"A seriedade é uma doença,
e o animal mais sério é o burro"
Não
direi que o Poeta dos Cachorros tenha a catilogência de um Saramago, mas
bate-lhe o centro. Se acha que frescamos, confira a lista completa dos romances
que ele lançou pela Couro de Letras (entre 1968 e 2022) e me diga: esse rapaz é
ou não é a reencarnação de Diógenes, o Cínico, filósofo da Grécia Antiga?
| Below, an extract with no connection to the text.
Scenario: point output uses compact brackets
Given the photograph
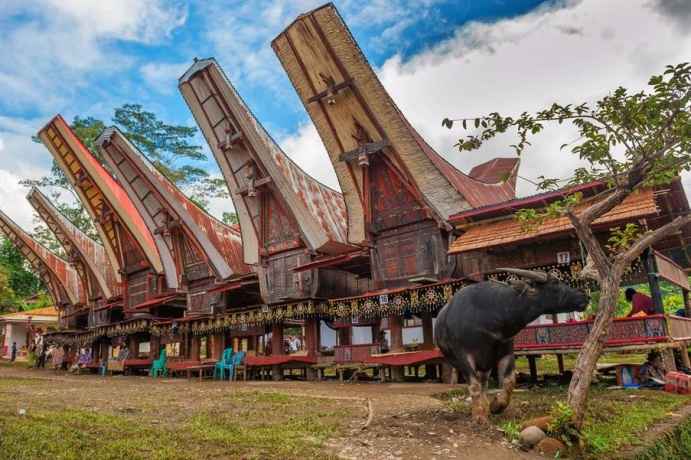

Perfeita a simetria entre ambos no quesito viver bem: "Quissuco, a água
que adoça a fome", "A riqueza do liso", "Tão limpo que dá
nojo", "Tanto come como istrói", "Tudo certo, nada
confirmado".
Quanto
aos poemas, repare na 'imbiricica' de obras que lançou no mesmo lapso de tempo:
"Toda criatura tem?", "Se não for eu cegue!",
"Aproveite esse calor e a papeira", "Troque seu marido por um
jipe azul", "Arre égua, meu bem, beísso?", "Defecar e
limpar-se com canjica", "Um caso de amor com a dengue", "À
frente do pessoal detrás", "Um monótico a gurgulejar", "O
Boca de bode", "É, senão for", "Talvez, tal Vaz",
"Uma esfinge no caminho dos pebas" e o impagável "No tempo que
era doido, eu andava lá".
Os
títulos estão disponíveis na casa de um dos filhos dele, acho que é o Antônio,
o do meio. Muito particularmente em relação à poemêutica "No tempo que era
doido eu andava lá", o dos Cachorros Poeta explica o porquê de tê-lo
escrito:
-
Eu tava internado como mental do juízo no Hospital Mira y Lopez nessa era...
Dedé de seu Ném explica
"Jornalista
TMatos, sempre uma alegria bater um plá com vossa senhoria, desta feita para
falar dalgo que você vai pensar: é potoca dele! É verdade, porém. Indo direto à
arrumação, pois tenho já que ir à missa (esse padre é nojento que só!). Conheci
uma norueguesa doutora em 'desenlinhar' punho de rede e mestra numa 'dibuia' de
feijão. Onde? Aqui na Oiticica. Pensei que, saído da Reriutaba, não visse isso
em canto nenhum mais, por hábeis sejam as mãos de nossos e nossas artesãs-sãos.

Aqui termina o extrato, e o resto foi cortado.